Manager Brendan Rodgers has endorsed Celtic's safe-standing area but says there may be reasons other clubs prefer their stadiums to remain all-seated.
He was speaking ahead of a visit by Liverpool fans to see how it operates at Saturday's match with Ross County.
The issue of standing at games has particular poignancy for Rodgers' former club after the 1989 Hillsborough disaster when 96 Liverpool fans died.
"I know as well as anyone the sensitivity around it," said Rodgers.
"That's why I say it may not be for every club."
'There's a growing consensus... it should happen'
About 30 Liverpool supporters will be at Celtic Park on Saturday, including Hillsborough survivors and bereaved relatives of some of the dead.
The disaster eventually led to English top-flight clubs being legally required to have all-seater stadiums.
But James McKenna, of the Spirit of Shankly Liverpool fans' organisation, who will be at Celtic Park on Saturday, believes that will change.
"Whatever happens at Liverpool is an entirely different debate but I think in the English game there's a growing consensus among supporters that it should happen," he told BBC Scotland.
"I think now we're almost at a point where it's when rather than if.
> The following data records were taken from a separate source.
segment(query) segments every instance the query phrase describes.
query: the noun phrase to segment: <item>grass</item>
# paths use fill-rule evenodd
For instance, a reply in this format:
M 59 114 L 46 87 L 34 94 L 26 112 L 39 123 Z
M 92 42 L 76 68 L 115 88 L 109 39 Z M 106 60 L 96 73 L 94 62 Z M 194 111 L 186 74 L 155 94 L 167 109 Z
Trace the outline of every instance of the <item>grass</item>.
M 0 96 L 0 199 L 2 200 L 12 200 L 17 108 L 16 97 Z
What we were often seeing was that Liverpool fans were being referred to, Hillsborough was being used as a reason not to do it.
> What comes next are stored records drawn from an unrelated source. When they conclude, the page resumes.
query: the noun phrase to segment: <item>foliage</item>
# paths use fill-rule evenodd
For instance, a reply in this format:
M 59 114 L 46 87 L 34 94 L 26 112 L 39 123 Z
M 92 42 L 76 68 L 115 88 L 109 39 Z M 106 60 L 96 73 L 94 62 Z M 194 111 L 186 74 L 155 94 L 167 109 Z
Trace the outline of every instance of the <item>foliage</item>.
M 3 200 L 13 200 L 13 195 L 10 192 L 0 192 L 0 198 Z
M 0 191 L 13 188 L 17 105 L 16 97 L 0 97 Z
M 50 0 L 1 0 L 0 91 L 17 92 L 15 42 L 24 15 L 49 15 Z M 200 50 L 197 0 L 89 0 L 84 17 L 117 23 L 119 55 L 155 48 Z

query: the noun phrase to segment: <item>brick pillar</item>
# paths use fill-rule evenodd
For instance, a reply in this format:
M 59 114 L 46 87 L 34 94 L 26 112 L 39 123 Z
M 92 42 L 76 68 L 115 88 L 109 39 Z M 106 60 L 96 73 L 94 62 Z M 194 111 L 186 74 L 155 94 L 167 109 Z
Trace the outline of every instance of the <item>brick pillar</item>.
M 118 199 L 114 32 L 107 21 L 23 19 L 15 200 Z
"We had politicians or people in power saying 'Liverpool fans won't like this' and our biggest concern was that nobody had actually asked us.
"If it is going to be introduced then if there's any lesson from Hillsborough, it should be that those people who've experienced the worst pain should at least have their questions answered."
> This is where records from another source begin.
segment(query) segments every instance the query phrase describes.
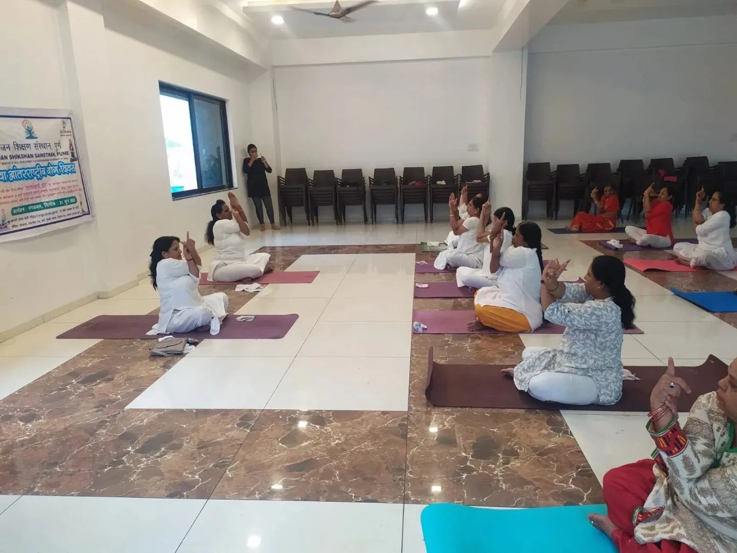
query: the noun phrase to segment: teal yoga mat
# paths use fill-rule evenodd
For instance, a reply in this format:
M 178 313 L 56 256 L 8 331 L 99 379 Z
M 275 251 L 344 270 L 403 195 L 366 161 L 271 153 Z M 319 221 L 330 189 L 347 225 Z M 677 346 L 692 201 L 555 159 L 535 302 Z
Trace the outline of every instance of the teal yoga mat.
M 711 313 L 737 313 L 737 293 L 734 292 L 682 292 L 673 288 L 671 291 Z
M 617 553 L 588 521 L 605 505 L 483 509 L 428 505 L 420 521 L 427 553 Z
McKenna says in a recent survey conducted by Spirit of Shankly, just under 90% of almost 18,000 respondents were in favour of the introduction of rail seating.
'Does it help create a better ambience? 100% yes'
Rodgers says his experience of it has been overwhelmingly positive.
"I can only speak highly of it. Having been up here nearly two seasons and seeing the impact it has - the guys in that create an incredible atmosphere," he added.
"Certainly for Celtic, does it help to create a better ambience? 100% yes.
"So the group that comes up from Liverpool - their great supporters themselves - will hopefully witness an area that works really well for Celtic."
McKenna says the close association between the clubs and sets of supporters will help.
"If we're going to go anywhere to see it, to look and think 'that is most like us, there are people who understand our concerns and questions and are accommodating of them', then it's Celtic," he continued.
The group will attend Saturday's match-day briefing with club representatives, police and stewards before watching the game, some from the safe-standing area.
"Lots of the things around Hillsborough were around how supporters were looked after outside the ground and preventing a build-up. We're going to ask 'does anything stand out for you?'" said McKenna.
"There are lots of sensitivities. We're going to be coming to the game with people who were at Hillsborough or people who lost loved ones, and that's not going to be a nice thing in some cases because it may be the first time they've seen standing at football matches since then.
"So, it's a chance to make sure their voice is heard in this debate. Lots of them have taken part and shared deeply personal experiences so far."